Western Surety Company and Continental Casualty Company file an adversary proceeding in order from the Court:
“[D]eclaring that the funds retained by the PRHTA to prime contractor in the public work projects, Betteroads Asphalt, LLC and/or Betterecycling Corporation, are not property of the estate of the PRHTA in the pending Title III case, but rather property of the Sureties as result of its equitable lien and rights of subrogation, and pursuant to the terms the General Agreement of Indemnity executed by the prime contractor, among other indemnitors.”
In addition, the Hermandad de Empleados del Fondo del Seguro del Estado, Inc., also known as Unión de Empleados de la Corporación del Fondo del Seguro del Estado, , Asociación de Empleados Gerenciales del Fondo del Seguro del Estado Corp., and Unión de Médicos de la Corporación del Fondo del Seguro del Estado Corp., all labor unions associated with the Puerto Rico Workmans’ Compensation Fund, filed a complaint claiming PROMESA is unconstitutional since it violates the 13th (slavery) and 15th (voting rights) Amendments. Their thesis is that since the members of the unions do not vote for president or Congress, PROMESA is unconstitutional. Although definitely imaginative, this tells us to the extremes the unions in Puerto Rico will go to get rid of PROMESA. Aside from the more obvious problems with the complaint, it is a good idea to remember that no territory has ever voted for the President or Congress. It took the approval of the 23rd Amendment in 1961 for DC residents to be able to vote for President. The Constitution itself reserves presidential and Congressional vote for states, not territories. Let’s see what Judge Swain does with this.

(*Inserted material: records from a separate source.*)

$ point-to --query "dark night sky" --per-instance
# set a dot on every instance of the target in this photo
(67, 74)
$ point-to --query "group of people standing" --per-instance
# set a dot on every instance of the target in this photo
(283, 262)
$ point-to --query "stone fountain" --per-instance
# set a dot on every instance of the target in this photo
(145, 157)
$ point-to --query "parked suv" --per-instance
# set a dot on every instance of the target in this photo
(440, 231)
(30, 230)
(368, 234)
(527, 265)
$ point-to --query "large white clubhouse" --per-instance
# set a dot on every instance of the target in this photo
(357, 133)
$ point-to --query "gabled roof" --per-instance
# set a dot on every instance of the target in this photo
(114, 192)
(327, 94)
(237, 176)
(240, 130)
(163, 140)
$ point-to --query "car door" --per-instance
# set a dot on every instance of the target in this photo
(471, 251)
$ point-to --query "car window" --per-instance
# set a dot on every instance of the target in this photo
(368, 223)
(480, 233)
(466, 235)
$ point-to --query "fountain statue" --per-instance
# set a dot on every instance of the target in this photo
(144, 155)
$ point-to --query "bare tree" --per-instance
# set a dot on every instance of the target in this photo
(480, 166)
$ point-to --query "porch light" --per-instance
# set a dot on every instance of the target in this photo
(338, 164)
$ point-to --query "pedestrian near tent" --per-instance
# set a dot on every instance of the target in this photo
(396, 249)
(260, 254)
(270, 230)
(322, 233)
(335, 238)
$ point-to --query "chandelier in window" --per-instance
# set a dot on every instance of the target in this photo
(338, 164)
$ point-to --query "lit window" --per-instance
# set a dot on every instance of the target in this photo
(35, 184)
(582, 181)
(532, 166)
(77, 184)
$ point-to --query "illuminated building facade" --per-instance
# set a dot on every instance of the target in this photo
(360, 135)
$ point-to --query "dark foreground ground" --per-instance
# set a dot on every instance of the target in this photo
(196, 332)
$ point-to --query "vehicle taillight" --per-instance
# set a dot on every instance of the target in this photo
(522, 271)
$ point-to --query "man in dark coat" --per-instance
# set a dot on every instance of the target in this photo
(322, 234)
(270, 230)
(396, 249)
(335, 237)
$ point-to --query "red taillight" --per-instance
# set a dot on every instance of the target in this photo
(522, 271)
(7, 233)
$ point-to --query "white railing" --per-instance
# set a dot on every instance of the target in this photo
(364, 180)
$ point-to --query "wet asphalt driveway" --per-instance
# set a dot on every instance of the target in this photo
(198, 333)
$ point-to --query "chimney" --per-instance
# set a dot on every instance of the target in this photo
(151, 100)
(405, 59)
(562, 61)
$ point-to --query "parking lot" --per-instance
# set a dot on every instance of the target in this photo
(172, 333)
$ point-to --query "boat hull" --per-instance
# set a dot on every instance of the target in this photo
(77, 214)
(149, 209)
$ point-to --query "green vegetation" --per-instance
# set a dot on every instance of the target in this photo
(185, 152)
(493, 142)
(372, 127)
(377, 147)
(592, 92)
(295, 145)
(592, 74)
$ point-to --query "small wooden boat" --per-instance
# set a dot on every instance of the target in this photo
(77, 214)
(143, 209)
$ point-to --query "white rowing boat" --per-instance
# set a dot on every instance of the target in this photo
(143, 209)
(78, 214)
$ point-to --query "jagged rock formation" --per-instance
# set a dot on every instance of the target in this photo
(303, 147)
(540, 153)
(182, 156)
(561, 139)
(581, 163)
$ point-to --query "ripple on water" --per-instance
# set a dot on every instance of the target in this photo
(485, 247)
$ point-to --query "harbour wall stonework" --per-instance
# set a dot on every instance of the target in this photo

The saga of the Commonwealth budget continues to simmer with the Senate surprisingly approving the prospective elimination of law 80. The Board quickly announced that this was not the agreement with the Government. Then, the House, that originally had said would approve the elimination of Law 80 now seems to have second thoughts. God only knows where this will end. Although the Board recertified the fiscal plan, it is up in the air whether there will be further changes if it believes that the Legislature has not complied with the agreement. This will also delay any future Plan of Adjustment. Looks like one big parody. Again, let’s see what happens.
This summary is merely what I believe are the more salient motions and decisions in the cases. I receive an average of 20 filings each day so it would be impossible to summarize everything. If you have legal interest in these cases, I urge you to hire an attorney to represent you.